Penyakit Norrie adalah kelainan genetik langka yang mempengaruhi mata dan sistem saraf. Hal ini disebabkan oleh mutasi pada gen NPHP3 yang terletak pada kromosom X. Penyakit Norrie terjadi pada kedua jenis kelamin, namun laki-laki paling sering terkena.

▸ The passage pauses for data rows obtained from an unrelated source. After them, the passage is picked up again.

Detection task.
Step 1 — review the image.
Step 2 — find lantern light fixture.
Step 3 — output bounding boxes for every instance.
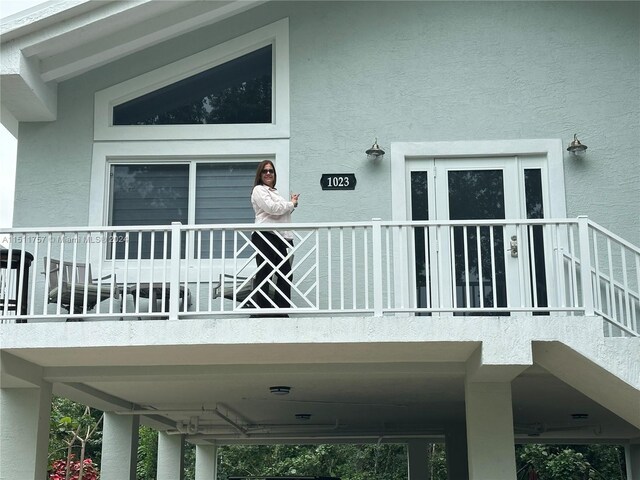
[567,133,587,155]
[364,137,384,160]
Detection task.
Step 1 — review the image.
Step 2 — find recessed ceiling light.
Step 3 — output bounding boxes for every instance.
[269,385,291,395]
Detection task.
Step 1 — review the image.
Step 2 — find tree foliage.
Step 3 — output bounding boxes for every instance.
[516,445,626,480]
[48,397,103,480]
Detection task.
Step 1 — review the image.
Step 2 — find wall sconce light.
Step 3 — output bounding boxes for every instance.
[364,138,384,160]
[567,133,587,154]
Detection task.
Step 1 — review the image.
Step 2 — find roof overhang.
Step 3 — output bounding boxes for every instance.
[0,0,266,134]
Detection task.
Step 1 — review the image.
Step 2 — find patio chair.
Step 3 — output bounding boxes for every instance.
[43,257,120,321]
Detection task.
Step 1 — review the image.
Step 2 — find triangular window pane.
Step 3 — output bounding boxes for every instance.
[113,45,273,125]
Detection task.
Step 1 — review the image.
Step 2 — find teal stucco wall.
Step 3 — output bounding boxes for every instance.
[14,2,640,244]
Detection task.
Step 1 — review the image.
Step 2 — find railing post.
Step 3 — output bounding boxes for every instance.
[169,222,182,320]
[371,218,383,317]
[578,215,598,315]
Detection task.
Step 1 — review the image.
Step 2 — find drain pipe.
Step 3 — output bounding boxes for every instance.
[114,407,249,438]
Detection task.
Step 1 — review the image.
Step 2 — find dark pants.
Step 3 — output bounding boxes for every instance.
[251,232,293,308]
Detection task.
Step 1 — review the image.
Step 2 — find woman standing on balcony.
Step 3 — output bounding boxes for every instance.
[251,160,300,317]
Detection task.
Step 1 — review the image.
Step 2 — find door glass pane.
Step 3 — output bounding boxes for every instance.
[411,172,431,308]
[108,164,189,259]
[448,170,507,308]
[113,45,273,125]
[524,168,549,307]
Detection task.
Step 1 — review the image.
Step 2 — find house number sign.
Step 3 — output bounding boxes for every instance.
[320,173,356,190]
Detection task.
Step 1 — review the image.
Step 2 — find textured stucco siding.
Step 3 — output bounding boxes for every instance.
[14,2,640,244]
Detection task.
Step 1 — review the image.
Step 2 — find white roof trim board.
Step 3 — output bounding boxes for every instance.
[0,0,266,130]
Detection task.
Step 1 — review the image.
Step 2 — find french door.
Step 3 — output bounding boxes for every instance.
[406,156,547,315]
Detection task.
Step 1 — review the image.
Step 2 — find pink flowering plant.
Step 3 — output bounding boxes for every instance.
[49,455,99,480]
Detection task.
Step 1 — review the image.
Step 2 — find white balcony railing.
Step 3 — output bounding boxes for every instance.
[0,217,640,336]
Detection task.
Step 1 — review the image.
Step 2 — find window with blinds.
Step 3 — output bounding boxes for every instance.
[109,161,258,259]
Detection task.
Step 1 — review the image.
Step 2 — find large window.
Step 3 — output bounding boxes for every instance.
[94,19,290,141]
[109,161,257,259]
[113,45,272,125]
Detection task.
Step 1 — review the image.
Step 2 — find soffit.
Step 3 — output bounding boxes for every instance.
[0,0,265,125]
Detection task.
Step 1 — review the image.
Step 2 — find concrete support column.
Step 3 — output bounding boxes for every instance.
[465,380,516,480]
[157,432,184,480]
[0,382,51,480]
[100,412,140,480]
[196,445,218,480]
[444,425,469,480]
[624,443,640,480]
[407,440,429,480]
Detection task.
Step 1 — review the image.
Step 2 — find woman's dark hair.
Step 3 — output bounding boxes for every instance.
[253,160,278,187]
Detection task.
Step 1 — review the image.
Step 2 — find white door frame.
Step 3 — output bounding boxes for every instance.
[391,139,567,312]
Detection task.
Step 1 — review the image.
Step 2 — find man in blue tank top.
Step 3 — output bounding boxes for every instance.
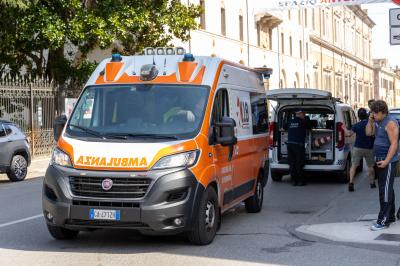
[365,100,399,231]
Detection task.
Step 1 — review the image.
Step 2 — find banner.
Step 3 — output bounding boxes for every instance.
[257,0,394,10]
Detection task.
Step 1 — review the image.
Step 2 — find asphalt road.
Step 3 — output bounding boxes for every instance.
[0,172,400,266]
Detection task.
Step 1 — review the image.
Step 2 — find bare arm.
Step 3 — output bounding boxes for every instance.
[385,121,399,164]
[365,114,375,136]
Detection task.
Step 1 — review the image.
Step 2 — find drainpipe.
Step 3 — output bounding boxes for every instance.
[246,0,250,66]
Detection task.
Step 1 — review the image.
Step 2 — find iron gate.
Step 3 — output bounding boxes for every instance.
[0,77,58,157]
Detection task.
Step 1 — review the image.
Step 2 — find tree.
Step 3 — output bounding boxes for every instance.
[0,0,200,86]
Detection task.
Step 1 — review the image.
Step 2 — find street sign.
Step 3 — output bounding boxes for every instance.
[390,27,400,45]
[389,8,400,27]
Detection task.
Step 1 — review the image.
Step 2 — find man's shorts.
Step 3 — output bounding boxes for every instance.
[351,147,375,167]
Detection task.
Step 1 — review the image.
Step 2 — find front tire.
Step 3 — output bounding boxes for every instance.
[271,171,283,182]
[188,187,221,245]
[47,224,79,240]
[7,155,28,182]
[244,178,264,213]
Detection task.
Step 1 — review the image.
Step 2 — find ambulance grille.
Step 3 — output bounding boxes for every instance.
[69,176,151,199]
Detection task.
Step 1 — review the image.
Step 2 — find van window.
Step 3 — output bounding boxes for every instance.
[212,89,229,137]
[343,111,352,130]
[250,94,268,134]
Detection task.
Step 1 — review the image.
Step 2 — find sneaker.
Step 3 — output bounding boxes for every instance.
[371,223,388,231]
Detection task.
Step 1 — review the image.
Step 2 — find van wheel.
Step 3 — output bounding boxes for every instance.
[271,171,283,182]
[47,224,79,240]
[340,159,351,184]
[7,155,28,182]
[244,178,264,213]
[188,187,221,245]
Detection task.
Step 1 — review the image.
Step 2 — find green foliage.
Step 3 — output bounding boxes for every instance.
[0,0,200,86]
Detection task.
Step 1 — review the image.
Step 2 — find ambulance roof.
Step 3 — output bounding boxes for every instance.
[86,55,264,91]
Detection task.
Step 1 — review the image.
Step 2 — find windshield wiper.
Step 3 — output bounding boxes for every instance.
[106,133,179,140]
[69,124,105,139]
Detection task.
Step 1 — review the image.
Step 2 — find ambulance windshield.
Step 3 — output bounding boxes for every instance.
[66,84,209,140]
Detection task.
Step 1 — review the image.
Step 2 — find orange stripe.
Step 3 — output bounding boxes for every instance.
[106,62,124,81]
[178,62,197,82]
[57,136,74,163]
[70,140,198,171]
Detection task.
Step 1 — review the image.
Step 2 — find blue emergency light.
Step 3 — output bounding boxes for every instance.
[111,54,122,62]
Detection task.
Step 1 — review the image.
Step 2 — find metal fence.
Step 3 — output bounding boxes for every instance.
[0,76,58,157]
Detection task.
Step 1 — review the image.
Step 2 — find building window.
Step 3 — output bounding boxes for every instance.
[239,15,243,41]
[200,0,206,30]
[299,41,303,59]
[221,8,226,36]
[314,70,319,89]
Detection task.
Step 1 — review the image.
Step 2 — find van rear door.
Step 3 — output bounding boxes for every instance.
[266,89,337,109]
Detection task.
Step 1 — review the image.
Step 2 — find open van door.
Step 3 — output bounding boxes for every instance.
[266,89,338,109]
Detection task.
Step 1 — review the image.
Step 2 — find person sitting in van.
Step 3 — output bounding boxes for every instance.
[283,109,310,186]
[343,108,376,192]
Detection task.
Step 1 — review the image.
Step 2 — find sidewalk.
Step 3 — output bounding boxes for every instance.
[294,176,400,249]
[0,158,50,182]
[296,220,400,247]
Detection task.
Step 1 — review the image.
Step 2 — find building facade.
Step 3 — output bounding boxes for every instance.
[175,0,375,107]
[373,59,400,108]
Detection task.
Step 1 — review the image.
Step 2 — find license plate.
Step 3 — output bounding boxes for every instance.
[90,209,121,221]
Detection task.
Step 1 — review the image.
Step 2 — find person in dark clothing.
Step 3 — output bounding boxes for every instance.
[284,109,309,186]
[365,100,399,231]
[343,108,376,192]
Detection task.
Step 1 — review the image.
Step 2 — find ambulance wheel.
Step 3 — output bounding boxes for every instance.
[188,187,221,245]
[244,178,264,213]
[271,171,283,182]
[47,224,79,240]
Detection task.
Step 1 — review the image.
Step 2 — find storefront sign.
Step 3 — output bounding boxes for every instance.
[259,0,392,10]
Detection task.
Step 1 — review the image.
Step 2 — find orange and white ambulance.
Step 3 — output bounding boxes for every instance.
[43,48,271,244]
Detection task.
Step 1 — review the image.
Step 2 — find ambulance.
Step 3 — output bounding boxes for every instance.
[43,47,272,245]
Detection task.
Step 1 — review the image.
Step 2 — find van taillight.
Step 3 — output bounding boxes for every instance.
[268,122,275,148]
[336,122,344,149]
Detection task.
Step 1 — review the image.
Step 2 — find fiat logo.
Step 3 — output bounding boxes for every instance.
[101,178,113,191]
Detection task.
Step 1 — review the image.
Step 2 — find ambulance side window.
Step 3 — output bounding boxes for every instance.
[250,94,268,134]
[212,89,229,137]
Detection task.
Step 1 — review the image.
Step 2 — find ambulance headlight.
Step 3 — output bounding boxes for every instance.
[153,150,200,170]
[50,148,72,167]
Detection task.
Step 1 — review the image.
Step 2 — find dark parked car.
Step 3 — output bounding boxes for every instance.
[0,120,31,182]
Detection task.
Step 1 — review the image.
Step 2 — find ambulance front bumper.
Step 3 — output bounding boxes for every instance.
[42,165,204,234]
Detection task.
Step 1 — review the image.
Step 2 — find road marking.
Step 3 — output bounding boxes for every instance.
[0,214,43,228]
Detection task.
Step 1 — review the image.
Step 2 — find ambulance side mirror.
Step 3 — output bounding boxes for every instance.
[215,116,237,146]
[53,115,68,141]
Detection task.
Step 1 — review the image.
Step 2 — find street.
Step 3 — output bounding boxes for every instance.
[0,171,400,265]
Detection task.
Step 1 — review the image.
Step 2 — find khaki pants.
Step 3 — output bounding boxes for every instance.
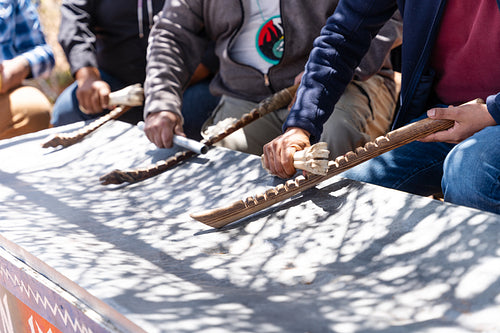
[204,75,398,158]
[0,86,52,140]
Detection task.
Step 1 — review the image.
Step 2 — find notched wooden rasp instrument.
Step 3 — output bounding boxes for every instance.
[42,84,144,148]
[190,118,454,228]
[99,84,298,185]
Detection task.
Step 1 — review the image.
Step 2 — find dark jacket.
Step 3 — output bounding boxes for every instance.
[59,0,164,84]
[144,0,401,117]
[284,0,500,142]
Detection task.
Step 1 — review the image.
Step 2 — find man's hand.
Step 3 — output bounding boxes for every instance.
[419,103,496,143]
[75,67,111,114]
[263,127,311,178]
[144,111,186,148]
[0,56,31,93]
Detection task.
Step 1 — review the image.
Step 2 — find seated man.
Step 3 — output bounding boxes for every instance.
[144,0,402,154]
[0,0,55,139]
[52,0,218,138]
[264,0,500,214]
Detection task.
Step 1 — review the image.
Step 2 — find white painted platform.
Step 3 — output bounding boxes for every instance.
[0,122,500,333]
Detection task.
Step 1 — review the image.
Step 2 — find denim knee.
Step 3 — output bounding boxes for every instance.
[441,126,500,214]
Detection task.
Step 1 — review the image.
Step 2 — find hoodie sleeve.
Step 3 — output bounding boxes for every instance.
[14,0,55,77]
[58,0,97,75]
[283,0,397,143]
[144,0,209,119]
[354,10,403,81]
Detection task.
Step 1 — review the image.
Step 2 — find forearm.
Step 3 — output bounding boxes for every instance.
[486,93,500,125]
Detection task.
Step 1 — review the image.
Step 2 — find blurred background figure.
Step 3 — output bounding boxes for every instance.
[51,0,217,140]
[0,0,55,139]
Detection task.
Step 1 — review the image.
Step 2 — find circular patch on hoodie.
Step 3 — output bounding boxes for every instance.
[255,16,285,65]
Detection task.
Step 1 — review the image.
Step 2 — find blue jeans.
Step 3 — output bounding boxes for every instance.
[342,122,500,214]
[51,71,219,140]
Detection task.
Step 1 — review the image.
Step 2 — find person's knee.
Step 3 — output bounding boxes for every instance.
[441,133,499,210]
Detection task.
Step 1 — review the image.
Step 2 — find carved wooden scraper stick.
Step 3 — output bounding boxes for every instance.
[42,84,144,148]
[191,119,454,228]
[99,84,298,185]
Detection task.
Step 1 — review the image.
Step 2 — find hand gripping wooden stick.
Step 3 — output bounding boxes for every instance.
[99,84,298,185]
[190,98,484,228]
[42,84,144,148]
[191,119,454,228]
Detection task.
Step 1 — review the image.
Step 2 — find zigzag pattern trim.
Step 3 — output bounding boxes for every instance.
[0,267,93,333]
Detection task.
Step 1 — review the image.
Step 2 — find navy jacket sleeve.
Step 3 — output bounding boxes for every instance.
[283,0,397,142]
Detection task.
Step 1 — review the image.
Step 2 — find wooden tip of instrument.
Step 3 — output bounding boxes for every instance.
[189,200,246,229]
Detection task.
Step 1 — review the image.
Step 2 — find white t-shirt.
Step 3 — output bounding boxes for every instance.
[229,0,285,74]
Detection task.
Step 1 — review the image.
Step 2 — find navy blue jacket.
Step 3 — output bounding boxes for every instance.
[284,0,500,142]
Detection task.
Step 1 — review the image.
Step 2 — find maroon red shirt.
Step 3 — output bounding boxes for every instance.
[431,0,500,105]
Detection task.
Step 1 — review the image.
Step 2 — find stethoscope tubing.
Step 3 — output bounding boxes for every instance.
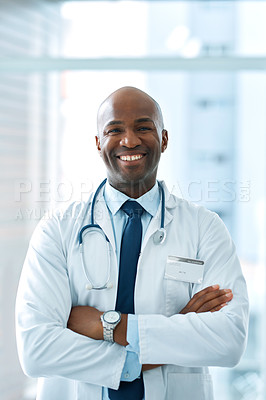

Gejala penyakit ini bisa muncul pada semua usia, mulai 7 bulan hingga 6 tahun. Ciri cirinya antara lain
Penyakit Nori adalah kelainan genetik yang berhubungan dengan degenerasi epitel pigmen retina (PEOD). Penyakit ini menyebabkan penurunan penglihatan dan penurunan penglihatan secara bertahap. Penderita penyakit Nori mungkin mengalami kesulitan mendeteksi gerakan saat senja dan malam hari. Penyakit Nori adalah salah satu bentuk penyakit mata genetik yang terjadi karena metabolisme yang tidak tepat dan banyak lagi. Meskipun penyakit Nori hanya menyerang retina dan fungsinya, banyak pasien mengalami kehilangan penglihatan tingkat sedang hingga berat. Seringkali, orang yang didiagnosis dengan penyakit Nori mengalami kehilangan kemampuan melihat dalam cahaya redup dan penglihatan sangat kabur. Penderita Nori paling sering terkena penyakit ini karena faktor keturunan, sehingga orang tua kemudian membawa anaknya untuk didiagnosis.